# What's your experience with Weider Mega Mass 4000?



## mPK (Dec 25, 2006)

I'm thinking of getting a 9pound (4kg) tub of weider mega mass 4000. I'm not sure if it's any good. I hear a lot of people saying it's just full of sugar and that weiders products are just not good quality. Others have said weiders stuff doesn't taste so good. What's your experience with it? 

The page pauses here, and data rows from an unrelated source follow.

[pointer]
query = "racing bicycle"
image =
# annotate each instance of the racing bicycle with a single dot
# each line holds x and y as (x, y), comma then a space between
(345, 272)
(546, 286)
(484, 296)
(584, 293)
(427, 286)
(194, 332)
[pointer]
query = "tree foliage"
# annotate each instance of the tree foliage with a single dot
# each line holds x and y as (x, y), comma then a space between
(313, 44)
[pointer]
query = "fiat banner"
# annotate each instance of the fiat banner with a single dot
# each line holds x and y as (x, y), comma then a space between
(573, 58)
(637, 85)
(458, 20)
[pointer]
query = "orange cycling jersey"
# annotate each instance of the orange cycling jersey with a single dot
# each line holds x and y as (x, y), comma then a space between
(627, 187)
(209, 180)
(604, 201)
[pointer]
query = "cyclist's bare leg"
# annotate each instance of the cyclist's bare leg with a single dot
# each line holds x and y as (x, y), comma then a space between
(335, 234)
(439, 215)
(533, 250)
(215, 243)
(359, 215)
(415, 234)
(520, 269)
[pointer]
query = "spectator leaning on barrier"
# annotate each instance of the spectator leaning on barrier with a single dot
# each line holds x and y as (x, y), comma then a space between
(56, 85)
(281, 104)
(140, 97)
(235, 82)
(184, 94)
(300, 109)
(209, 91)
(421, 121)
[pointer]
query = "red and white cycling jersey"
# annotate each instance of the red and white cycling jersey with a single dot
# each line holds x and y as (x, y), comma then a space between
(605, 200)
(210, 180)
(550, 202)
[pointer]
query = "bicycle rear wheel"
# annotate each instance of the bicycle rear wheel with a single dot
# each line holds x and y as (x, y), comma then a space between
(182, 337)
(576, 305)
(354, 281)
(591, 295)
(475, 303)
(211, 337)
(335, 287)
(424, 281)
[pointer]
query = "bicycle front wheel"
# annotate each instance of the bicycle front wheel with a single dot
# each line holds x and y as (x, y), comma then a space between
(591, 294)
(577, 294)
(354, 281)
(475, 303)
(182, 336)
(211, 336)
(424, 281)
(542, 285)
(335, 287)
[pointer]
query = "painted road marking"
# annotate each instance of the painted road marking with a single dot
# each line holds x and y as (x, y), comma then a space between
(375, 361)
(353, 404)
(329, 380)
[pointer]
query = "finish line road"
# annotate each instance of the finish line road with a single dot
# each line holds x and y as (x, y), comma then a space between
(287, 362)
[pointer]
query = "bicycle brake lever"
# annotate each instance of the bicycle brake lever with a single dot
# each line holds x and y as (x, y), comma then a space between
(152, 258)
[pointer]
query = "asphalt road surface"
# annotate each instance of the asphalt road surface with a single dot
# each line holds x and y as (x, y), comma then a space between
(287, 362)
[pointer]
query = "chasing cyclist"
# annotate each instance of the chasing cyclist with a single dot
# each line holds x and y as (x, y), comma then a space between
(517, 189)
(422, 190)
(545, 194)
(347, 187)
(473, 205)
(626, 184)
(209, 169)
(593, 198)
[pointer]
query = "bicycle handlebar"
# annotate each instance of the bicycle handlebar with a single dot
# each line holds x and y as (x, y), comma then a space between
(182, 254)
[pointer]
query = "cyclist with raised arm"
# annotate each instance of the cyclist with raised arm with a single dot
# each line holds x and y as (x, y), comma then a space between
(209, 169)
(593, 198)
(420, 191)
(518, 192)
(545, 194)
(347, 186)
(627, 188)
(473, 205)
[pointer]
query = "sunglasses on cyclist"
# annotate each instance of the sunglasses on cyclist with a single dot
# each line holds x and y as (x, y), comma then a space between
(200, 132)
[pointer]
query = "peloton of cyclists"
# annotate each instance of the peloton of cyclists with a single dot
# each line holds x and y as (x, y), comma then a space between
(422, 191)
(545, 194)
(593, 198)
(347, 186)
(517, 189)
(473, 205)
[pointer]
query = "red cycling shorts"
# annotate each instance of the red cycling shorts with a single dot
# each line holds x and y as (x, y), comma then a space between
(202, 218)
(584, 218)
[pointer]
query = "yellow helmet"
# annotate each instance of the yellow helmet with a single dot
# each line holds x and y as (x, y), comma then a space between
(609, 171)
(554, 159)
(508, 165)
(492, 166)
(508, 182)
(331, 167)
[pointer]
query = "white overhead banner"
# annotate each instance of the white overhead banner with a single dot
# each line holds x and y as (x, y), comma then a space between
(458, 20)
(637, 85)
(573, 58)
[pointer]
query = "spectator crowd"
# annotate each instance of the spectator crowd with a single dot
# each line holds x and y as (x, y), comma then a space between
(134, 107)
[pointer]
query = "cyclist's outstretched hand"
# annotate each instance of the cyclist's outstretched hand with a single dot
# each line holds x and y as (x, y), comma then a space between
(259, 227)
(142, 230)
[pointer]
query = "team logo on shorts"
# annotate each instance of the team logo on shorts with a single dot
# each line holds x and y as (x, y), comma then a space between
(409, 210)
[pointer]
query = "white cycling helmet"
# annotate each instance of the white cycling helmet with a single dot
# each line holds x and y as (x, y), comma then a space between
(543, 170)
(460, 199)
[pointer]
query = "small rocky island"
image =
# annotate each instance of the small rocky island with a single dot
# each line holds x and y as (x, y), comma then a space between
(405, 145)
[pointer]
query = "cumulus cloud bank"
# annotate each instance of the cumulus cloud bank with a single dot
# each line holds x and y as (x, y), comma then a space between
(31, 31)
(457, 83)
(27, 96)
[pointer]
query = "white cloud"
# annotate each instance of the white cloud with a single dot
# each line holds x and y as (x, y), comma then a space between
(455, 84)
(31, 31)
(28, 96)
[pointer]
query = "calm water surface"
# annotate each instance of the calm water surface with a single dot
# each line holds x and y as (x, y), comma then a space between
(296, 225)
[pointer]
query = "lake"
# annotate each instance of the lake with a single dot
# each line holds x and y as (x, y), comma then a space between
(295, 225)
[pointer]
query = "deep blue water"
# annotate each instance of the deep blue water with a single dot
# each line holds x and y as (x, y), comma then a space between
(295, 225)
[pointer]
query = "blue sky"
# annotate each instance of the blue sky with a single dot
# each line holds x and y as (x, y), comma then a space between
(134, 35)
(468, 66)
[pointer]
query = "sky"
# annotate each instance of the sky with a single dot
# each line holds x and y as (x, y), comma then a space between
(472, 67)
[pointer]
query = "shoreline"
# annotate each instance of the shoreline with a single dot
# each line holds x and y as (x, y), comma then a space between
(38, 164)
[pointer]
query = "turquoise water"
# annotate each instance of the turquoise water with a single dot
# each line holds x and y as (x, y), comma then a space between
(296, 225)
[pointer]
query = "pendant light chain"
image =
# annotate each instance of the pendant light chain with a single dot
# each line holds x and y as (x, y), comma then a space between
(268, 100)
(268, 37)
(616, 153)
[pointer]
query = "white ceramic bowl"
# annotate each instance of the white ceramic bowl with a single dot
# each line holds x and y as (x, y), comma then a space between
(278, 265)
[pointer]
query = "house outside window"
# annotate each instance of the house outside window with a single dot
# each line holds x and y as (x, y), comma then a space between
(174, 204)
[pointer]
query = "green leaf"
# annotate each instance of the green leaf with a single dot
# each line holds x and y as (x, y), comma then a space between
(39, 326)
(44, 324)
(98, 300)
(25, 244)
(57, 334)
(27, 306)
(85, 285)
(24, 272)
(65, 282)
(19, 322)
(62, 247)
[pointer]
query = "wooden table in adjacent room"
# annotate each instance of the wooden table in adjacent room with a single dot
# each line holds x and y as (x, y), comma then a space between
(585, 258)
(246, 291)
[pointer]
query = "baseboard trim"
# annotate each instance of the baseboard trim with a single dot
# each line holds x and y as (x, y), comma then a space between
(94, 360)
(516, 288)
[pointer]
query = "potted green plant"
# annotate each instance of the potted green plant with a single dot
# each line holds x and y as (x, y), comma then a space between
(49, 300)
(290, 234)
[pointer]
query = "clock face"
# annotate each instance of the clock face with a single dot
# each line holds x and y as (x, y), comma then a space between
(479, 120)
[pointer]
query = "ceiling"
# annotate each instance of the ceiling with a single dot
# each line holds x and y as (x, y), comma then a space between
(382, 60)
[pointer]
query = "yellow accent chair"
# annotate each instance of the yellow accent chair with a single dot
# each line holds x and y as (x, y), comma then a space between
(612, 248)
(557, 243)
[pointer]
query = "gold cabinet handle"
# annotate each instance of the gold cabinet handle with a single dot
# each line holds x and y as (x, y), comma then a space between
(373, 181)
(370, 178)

Should I forget about weiders stuff and make my own gainer shake? Something like this: 
2 scoops of whey
1 cup of ground up steel cut oats
1 banana
1 glass of low fat milk
2 tbsp of natural peanut butter

I'm wanting to make some major gains but obviously I'm after as clean a gain as I can get.


----------



## mrmark (Dec 25, 2006)

The problem is with this kind of weight gainer is that they contain simple sugars and bad fats which can be obtained by eating chocolate at half the price.

You're best of buying a good whey or going for good quality mass gainer like Instant Mass which contains maltodextrin in a complex form derived from barley. It also has different forms of protein that are digested at different rates.


----------



## mPK (Dec 26, 2006)

Ya, I would love to get a good one. Only problem is I only have a few supps available to me. These are the ones I have found at the major stores here. I live in africa by the way so that's why there are so few. 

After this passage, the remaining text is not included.